CN-122025171-A - Intelligent diabetes question-answering system based on knowledge graph and large language model
Abstract
The invention discloses a diabetes intelligent question-answering system based on a knowledge graph and a large language model, which relates to the technical field of medical health intelligent service, and comprises a data integration module, a data processing module and a data processing module, wherein the data integration module is connected with authoritative resources and user data and forms a data pool after processing; the system comprises a pattern construction module, a model adaptation module, an interactive management and control module, an interactive optimization module, a dynamic upgrading knowledge pattern, algorithm parameters and a model, wherein the pattern construction module generates a multidimensional knowledge pattern according to the multidimensional knowledge pattern, the model adaptation module extracts a corpus fine tuning model and embeds a constraint mechanism, the interactive management and control module completes risk assessment and scheme adaptation, the iterative optimization module monitors updated information, the knowledge pattern, the algorithm parameters and the model are dynamically upgraded, and the system capacity is improved.
Inventors
- YANG WENYANG
- Dun peng
Assignees
- 西安石油大学
Dates
- Publication Date
- 20260512
- Application Date
- 20260128
Claims (10)
- 1. The intelligent diabetes question-answering system based on the knowledge graph and the large language model is characterized by comprising: the data integration module is used for accessing authoritative medical resources in the diabetes field and dynamic heterogeneous data of users, respectively carrying out format unification, semantic mapping and isomerism elimination treatment on the two types of data, and integrating the two types of data to form a data pool; the map construction module is used for defining the relation between the core semantic type and the entity based on the standardized data pool output by the data integration module, completing knowledge extraction, fusion and storage, and generating and outputting a diabetes multi-dimensional knowledge map fused with the real-time information of the user; The model adaptation module extracts special training corpus from the output knowledge graph, performs light fine adjustment on the general large language model by utilizing the special training corpus, and simultaneously embeds a constraint mechanism based on the knowledge graph to output a special large language model adapting to the diabetes field; the interaction management and control module is used for receiving user interaction input, calling standardized data and knowledge graph parameters, calculating the comprehensive risk value of the drug-diet-physiological state-complications of the user through a multidimensional sugar disease risk algorithm, calculating the fitness score of a personalized intervention scheme through a sugar intervention adaptation algorithm, combining two calculation results to complete risk assessment and scheme adaptation, and outputting an interaction result; And the iterative optimization module monitors the interactive data information synchronized by the external medical knowledge updating and interactive management and control module, performs supplementary updating on the generated knowledge graph, performs parameter calibration on the algorithm, performs iterative optimization on the output special large language model, and synchronizes the updated knowledge graph, algorithm parameters and the model to the corresponding modules to realize dynamic upgrading of system knowledge and capacity.

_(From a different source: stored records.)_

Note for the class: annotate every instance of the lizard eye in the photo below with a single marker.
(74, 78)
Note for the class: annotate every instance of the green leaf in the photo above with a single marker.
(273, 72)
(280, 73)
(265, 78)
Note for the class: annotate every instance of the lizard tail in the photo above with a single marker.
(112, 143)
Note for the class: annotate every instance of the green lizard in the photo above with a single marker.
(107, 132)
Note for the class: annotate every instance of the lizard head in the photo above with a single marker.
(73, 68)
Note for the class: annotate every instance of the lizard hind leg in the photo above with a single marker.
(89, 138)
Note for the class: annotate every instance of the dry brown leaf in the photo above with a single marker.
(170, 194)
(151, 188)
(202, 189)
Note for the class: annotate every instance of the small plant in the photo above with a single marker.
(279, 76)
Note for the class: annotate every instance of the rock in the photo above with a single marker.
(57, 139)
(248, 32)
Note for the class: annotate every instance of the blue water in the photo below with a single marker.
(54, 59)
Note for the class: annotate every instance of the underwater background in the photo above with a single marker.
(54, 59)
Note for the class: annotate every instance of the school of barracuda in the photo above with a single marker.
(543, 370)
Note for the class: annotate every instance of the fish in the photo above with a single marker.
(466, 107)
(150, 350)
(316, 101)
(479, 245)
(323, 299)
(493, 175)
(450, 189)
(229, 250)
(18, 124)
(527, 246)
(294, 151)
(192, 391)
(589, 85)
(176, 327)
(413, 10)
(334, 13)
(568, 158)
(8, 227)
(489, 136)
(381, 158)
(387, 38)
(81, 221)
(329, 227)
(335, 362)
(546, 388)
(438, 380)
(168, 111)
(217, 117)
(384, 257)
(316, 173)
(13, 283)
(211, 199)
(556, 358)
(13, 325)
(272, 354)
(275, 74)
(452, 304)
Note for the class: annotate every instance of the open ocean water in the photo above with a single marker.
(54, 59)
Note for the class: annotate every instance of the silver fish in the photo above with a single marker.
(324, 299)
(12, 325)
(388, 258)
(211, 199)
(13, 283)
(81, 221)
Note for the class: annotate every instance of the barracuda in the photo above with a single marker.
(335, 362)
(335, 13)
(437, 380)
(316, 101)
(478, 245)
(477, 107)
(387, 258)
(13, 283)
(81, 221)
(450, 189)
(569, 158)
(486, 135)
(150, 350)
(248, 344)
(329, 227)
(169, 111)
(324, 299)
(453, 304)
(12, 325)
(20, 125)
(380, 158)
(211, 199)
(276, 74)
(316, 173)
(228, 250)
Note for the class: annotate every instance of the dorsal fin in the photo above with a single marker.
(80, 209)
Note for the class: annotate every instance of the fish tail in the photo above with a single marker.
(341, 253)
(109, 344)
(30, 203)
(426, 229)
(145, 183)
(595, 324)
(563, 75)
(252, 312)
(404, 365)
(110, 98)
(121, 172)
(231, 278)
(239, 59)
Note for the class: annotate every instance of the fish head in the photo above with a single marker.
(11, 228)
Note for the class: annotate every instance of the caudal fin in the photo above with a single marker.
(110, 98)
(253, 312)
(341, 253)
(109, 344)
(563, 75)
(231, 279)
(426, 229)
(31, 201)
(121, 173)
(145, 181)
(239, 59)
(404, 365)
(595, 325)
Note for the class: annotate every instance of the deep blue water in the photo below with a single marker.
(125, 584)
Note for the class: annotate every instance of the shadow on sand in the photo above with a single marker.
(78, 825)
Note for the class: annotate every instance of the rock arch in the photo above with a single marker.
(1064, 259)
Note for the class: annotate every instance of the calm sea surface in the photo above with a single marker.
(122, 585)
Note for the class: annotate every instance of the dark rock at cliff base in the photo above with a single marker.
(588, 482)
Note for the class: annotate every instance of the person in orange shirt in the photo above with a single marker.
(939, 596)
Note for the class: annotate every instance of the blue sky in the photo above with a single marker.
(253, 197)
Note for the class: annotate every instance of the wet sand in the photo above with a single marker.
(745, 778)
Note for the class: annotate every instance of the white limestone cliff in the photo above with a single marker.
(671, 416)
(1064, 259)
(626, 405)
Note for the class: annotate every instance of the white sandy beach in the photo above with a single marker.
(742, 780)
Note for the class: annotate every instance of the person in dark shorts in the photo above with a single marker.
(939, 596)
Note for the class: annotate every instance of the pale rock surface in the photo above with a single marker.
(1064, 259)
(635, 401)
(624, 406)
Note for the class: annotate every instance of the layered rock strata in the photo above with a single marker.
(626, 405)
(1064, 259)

- 2. The intelligent diabetes question-answering system based on the knowledge graph and the large language model according to claim 1, wherein in the data integration module, the accessed authoritative medical resources in the diabetes field comprise diabetes diagnosis and treatment specifications, blood glucose reducing medicine specifications, food nutrition component data, medical research documents in the diabetes field and clinical diagnosis and treatment cases of diabetes, and the accessed dynamic heterogeneous data of the user comprise diabetes typing, duration of disease, records of past complications, details of daily meals, dietary time periods, blood glucose data, heart rate data, daily exercise data, night sleep duration and pressure state records.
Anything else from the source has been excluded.